Leader européen de l’emballage alimentaire, l’entreprise familiale fabrique ses produits dans 8 pays européens et exporte vers 80 destinations dans le monde entier. « Mieux, nous pensons que la situation actuelle nous ménage des opportunités : grâce à nos filiales, nous sommes anglais, nous produisons sur place, c’est un sérieux avantage sur ceux, par exemple, qui devront importer des produits à des conditions moins favorables après le Brexit ». Le groupe Guillin a déjà réalisé un coup de maître. En 2018, il fait l’acquisition auprès d’un concurrent allemand qui fabrique un plastique résistant aux hautes températures (le « CPET », dérivé du « PET » notamment utilisé pour les bouteilles) d’un ensemble d’actifs lui permettant de développer cette activité sur le marché anglais. Grâce à cette technologie qu’il ne possédait pas, et à quelques investissements supplémentaires, l’entreprise s’apprête à produire à échelle industrielle de nouvelles barquettes « allant au four » pour l’industrie agro-alimentaire.

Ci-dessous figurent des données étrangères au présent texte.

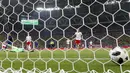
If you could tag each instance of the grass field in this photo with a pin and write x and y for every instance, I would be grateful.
(72, 61)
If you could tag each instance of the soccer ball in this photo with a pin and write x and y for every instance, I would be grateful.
(118, 55)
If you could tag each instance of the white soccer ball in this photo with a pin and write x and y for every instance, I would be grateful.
(118, 55)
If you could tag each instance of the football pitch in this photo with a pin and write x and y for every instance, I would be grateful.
(72, 61)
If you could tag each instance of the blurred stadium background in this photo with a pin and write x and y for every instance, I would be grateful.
(105, 22)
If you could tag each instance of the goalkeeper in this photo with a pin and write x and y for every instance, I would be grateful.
(78, 38)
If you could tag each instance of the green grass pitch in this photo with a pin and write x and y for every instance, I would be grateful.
(73, 61)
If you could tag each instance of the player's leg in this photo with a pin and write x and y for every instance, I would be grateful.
(28, 45)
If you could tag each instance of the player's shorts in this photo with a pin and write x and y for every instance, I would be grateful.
(4, 46)
(77, 42)
(28, 43)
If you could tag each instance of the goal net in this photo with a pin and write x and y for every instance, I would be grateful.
(103, 23)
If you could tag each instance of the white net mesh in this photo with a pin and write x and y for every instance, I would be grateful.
(104, 22)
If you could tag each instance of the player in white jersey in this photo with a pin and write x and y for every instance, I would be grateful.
(78, 38)
(28, 42)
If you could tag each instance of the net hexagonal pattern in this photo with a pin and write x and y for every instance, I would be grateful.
(104, 22)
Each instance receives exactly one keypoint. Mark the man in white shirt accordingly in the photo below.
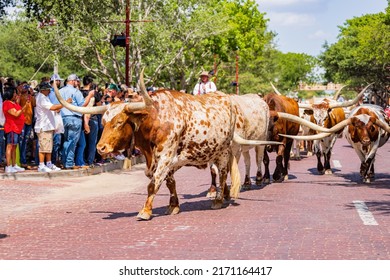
(44, 127)
(204, 85)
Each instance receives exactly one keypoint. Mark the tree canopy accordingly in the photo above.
(362, 53)
(180, 39)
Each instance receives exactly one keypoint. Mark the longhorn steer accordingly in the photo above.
(173, 129)
(279, 103)
(366, 129)
(327, 114)
(252, 122)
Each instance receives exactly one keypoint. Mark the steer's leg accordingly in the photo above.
(327, 155)
(278, 175)
(158, 177)
(173, 207)
(247, 160)
(213, 188)
(259, 160)
(222, 164)
(317, 151)
(266, 167)
(287, 159)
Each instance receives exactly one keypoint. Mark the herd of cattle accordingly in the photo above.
(174, 129)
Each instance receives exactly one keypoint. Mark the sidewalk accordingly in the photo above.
(107, 167)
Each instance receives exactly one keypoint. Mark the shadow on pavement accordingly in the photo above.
(2, 235)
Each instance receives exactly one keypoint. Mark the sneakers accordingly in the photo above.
(10, 169)
(120, 157)
(53, 167)
(18, 168)
(44, 169)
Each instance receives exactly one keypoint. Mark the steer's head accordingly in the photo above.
(119, 119)
(321, 112)
(362, 128)
(117, 132)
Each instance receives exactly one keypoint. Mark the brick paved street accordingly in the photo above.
(94, 217)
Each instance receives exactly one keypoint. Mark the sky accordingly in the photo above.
(303, 26)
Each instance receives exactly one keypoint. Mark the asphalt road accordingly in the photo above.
(309, 217)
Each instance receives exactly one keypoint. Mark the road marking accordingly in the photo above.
(366, 216)
(336, 164)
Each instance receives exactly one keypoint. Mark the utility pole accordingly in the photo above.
(118, 40)
(127, 63)
(237, 87)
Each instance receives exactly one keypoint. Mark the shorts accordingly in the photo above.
(12, 138)
(45, 140)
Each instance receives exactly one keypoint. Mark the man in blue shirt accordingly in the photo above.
(72, 120)
(55, 155)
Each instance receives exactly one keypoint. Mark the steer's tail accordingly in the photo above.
(235, 176)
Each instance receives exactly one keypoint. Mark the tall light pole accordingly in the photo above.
(125, 42)
(127, 62)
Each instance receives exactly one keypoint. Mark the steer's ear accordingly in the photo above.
(273, 115)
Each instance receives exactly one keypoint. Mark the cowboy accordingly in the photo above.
(204, 85)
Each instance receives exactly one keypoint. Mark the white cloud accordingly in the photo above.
(307, 6)
(291, 19)
(320, 34)
(284, 3)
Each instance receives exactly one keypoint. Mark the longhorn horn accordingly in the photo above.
(144, 92)
(318, 136)
(337, 94)
(83, 110)
(275, 89)
(351, 102)
(340, 125)
(239, 140)
(382, 125)
(301, 121)
(305, 106)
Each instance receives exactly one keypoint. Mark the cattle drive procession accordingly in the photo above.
(194, 138)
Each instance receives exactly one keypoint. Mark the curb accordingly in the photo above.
(107, 167)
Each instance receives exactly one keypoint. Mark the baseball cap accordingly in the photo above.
(73, 77)
(204, 73)
(55, 77)
(44, 86)
(114, 86)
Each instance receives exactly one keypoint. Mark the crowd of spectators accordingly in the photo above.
(37, 132)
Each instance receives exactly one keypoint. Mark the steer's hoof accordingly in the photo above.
(328, 172)
(216, 204)
(367, 180)
(259, 181)
(144, 215)
(172, 210)
(212, 193)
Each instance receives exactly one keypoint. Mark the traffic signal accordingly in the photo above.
(119, 40)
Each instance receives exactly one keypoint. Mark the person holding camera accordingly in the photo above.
(204, 85)
(13, 126)
(44, 127)
(26, 101)
(72, 120)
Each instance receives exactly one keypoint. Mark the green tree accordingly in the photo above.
(361, 55)
(293, 68)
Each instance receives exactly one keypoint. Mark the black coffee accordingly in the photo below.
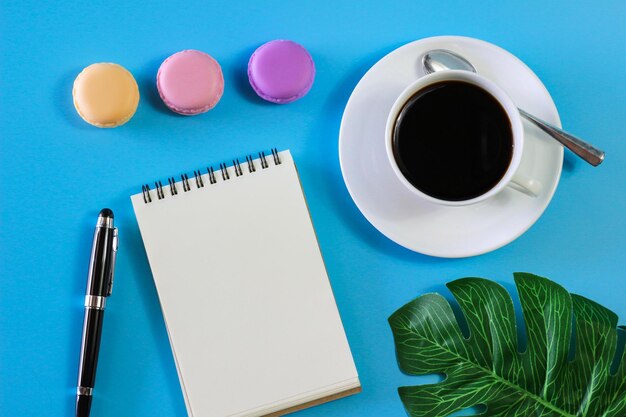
(453, 141)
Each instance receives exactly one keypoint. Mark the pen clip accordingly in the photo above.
(114, 246)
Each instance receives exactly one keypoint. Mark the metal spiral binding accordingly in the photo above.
(200, 183)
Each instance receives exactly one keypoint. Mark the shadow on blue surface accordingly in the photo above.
(331, 178)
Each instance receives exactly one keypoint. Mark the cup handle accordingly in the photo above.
(526, 185)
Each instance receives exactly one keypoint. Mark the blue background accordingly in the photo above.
(56, 172)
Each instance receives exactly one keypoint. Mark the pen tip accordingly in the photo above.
(106, 213)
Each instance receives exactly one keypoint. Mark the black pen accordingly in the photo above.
(99, 286)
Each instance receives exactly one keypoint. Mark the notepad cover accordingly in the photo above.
(248, 305)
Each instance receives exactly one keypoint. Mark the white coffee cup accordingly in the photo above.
(511, 177)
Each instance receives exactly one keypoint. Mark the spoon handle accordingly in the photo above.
(581, 148)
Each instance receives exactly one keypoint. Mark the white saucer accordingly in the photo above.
(449, 232)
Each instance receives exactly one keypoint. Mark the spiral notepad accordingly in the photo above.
(250, 313)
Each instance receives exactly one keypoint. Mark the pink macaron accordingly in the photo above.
(281, 71)
(190, 82)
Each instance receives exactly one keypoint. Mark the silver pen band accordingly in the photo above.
(95, 301)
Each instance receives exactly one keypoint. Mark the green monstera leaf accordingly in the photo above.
(487, 368)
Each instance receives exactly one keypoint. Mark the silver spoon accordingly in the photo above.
(442, 59)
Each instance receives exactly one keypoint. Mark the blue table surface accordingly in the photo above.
(56, 172)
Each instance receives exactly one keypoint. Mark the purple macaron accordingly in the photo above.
(281, 71)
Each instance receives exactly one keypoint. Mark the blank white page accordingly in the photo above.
(244, 292)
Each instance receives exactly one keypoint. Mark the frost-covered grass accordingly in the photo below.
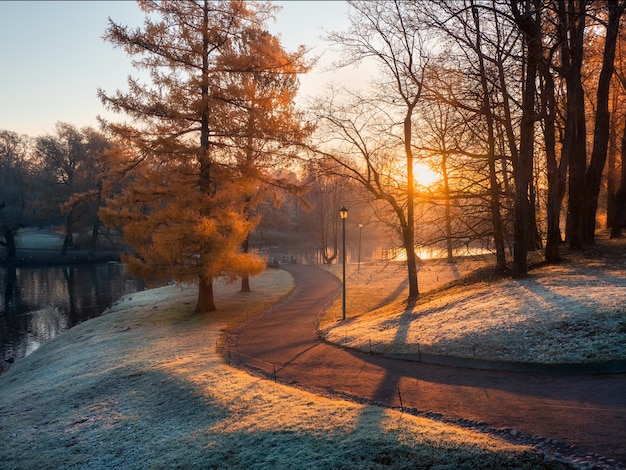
(573, 312)
(144, 387)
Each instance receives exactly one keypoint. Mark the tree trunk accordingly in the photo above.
(553, 236)
(9, 242)
(530, 25)
(620, 197)
(206, 303)
(593, 176)
(409, 230)
(245, 279)
(572, 26)
(448, 209)
(494, 187)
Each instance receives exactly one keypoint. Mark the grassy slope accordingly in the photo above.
(568, 313)
(143, 387)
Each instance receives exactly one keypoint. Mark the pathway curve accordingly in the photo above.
(588, 412)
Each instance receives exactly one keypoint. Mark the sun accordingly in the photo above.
(424, 176)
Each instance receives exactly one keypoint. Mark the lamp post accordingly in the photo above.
(359, 262)
(343, 213)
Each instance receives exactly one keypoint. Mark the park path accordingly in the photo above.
(586, 411)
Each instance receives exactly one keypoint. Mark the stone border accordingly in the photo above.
(608, 367)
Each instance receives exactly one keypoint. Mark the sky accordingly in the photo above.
(53, 58)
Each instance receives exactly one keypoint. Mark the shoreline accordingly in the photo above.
(45, 257)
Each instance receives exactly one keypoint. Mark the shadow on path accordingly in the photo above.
(587, 411)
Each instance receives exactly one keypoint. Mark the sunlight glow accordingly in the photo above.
(424, 176)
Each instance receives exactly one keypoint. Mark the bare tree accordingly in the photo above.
(386, 33)
(17, 189)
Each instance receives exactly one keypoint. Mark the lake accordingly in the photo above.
(37, 304)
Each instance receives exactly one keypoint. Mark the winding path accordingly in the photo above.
(587, 411)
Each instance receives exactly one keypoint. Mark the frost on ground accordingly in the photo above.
(144, 386)
(573, 312)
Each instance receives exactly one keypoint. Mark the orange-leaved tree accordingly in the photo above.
(182, 203)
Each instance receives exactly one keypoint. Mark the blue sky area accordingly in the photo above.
(53, 58)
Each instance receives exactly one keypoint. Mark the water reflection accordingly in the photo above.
(39, 303)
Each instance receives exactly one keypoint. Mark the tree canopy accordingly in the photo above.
(204, 131)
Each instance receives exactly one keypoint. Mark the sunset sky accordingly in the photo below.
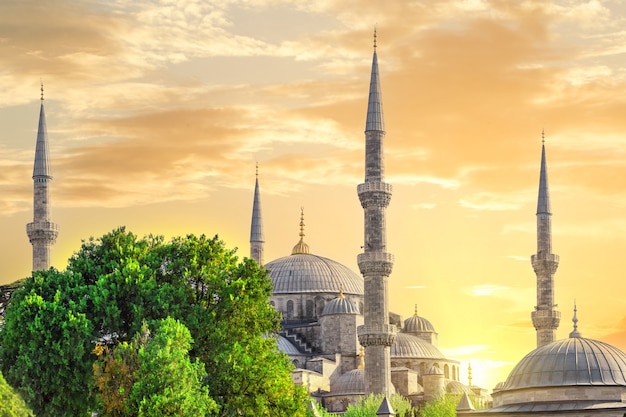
(158, 111)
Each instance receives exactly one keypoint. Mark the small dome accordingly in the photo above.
(352, 382)
(409, 346)
(285, 346)
(573, 361)
(434, 370)
(457, 388)
(417, 324)
(340, 305)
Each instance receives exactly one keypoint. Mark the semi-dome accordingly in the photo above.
(417, 324)
(285, 346)
(572, 361)
(352, 382)
(409, 346)
(340, 305)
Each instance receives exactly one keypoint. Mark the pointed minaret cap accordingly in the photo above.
(385, 408)
(374, 119)
(41, 168)
(301, 247)
(575, 332)
(256, 228)
(465, 404)
(543, 202)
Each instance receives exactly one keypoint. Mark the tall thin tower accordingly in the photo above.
(545, 318)
(376, 335)
(256, 228)
(42, 233)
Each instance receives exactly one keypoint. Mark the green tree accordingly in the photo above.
(115, 283)
(444, 406)
(167, 382)
(368, 406)
(11, 404)
(46, 344)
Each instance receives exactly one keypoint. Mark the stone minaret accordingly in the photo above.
(545, 317)
(376, 335)
(256, 229)
(42, 233)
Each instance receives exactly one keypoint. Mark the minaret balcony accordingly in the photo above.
(546, 319)
(31, 227)
(542, 256)
(375, 263)
(378, 186)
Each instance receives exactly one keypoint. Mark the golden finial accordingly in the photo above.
(374, 36)
(301, 247)
(361, 358)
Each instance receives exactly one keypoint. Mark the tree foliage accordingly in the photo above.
(444, 406)
(368, 406)
(11, 404)
(152, 376)
(114, 284)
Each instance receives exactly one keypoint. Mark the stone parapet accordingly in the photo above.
(375, 263)
(545, 263)
(42, 231)
(370, 335)
(378, 186)
(546, 319)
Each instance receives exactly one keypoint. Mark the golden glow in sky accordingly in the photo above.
(157, 112)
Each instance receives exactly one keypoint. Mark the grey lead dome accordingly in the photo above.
(307, 273)
(573, 361)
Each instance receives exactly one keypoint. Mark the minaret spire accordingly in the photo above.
(257, 240)
(42, 233)
(376, 335)
(545, 318)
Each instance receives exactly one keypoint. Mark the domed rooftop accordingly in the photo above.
(417, 324)
(303, 272)
(409, 346)
(352, 382)
(457, 388)
(340, 305)
(285, 346)
(572, 361)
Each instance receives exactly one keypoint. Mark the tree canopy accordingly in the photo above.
(115, 284)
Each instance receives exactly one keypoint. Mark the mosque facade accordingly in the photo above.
(337, 326)
(574, 377)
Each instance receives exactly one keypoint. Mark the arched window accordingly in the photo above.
(310, 306)
(319, 301)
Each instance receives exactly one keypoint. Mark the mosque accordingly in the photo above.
(344, 341)
(576, 377)
(324, 306)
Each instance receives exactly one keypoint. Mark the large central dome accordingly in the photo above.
(307, 273)
(302, 272)
(572, 361)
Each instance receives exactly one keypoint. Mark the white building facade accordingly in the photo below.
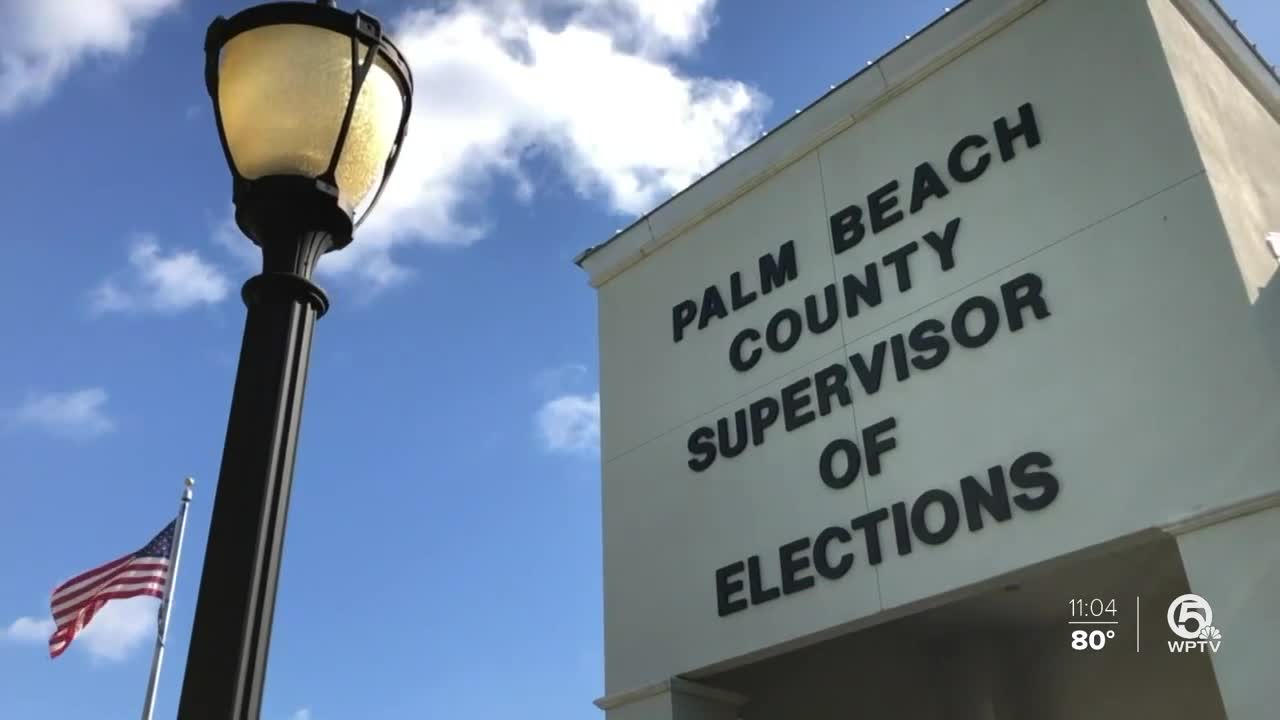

L’aventure outre-Manche du groupe Guillin commence au milieu des années 90 avec la création d’une filiale commerciale chargée d’exporter sur ce marché stratégique.

Une filiale devenue un des leaders

En 2010, son implantation change de dimension, lorsque l’opportunité s’offre à elle d’acquérir la société Sharp Interpack, qui possède trois usines d’emballage. Rebaptisé Sharpak, ses filiales britanniques sont devenues des leaders sur leurs créneaux. Les 600 collaborateurs contribuent à hauteur de 19% à l’activité du groupe. « Comme tout le monde », concède Laurent Lenne, « Nous sommes très attentifs aux évolutions des négociations sur le Brexit, mais nos filiales s’autogèrent. Elles ont sécurisé leurs flux, compensé les effets de l’effondrement de la livre sterling. L’une des inquiétudes principales pourrait porter sur le devenir des collaborateurs qualifiés non britanniques. S’ils devaient quitter le pays, nous subirions les difficultés du marché du travail local : le très faible taux du chômage raréfie les compétences et accroît le turn over ».

De l’extrusion aux emballages en carton

Créée en 1972, l’ETI est la pionnière de l’emploi des techniques d’extrusion et de thermoformage pour fabriquer des emballages plastiques. Elle a accompagné la montée en puissance de la grande distribution sur le territoire français. En 1989, son fondateur, François Guillin, introduit une minorité du capital en bourse pour financer en particulier son internationalisation. Par cette stratégie, il ambitionne de compléter ses gammes de produits (12 000 références) et ses marchés (les métiers de bouche, les fruits et légumes, l’agro-alimentaire). Au terme d’une trentaine d’acquisitions, le groupe désormais piloté par sa fille, Sophie Guillin-Frappier, emploie 2 500 salariés et réalise 65% de son activité à l’étranger. Il affiche plus de 600 millions d’euros de chiffre d’affaires, dont 6% proviennent d’une activité de fabrication de chariots de livraison de repas pour les collectivités. Sa dernière acquisition date de décembre : la société Thiolat, qui lui offre son ticket d’entrée sur le segment des emballages en carton et papier. Jouer la carte de la diversité est un atout indéniable pour l’avenir.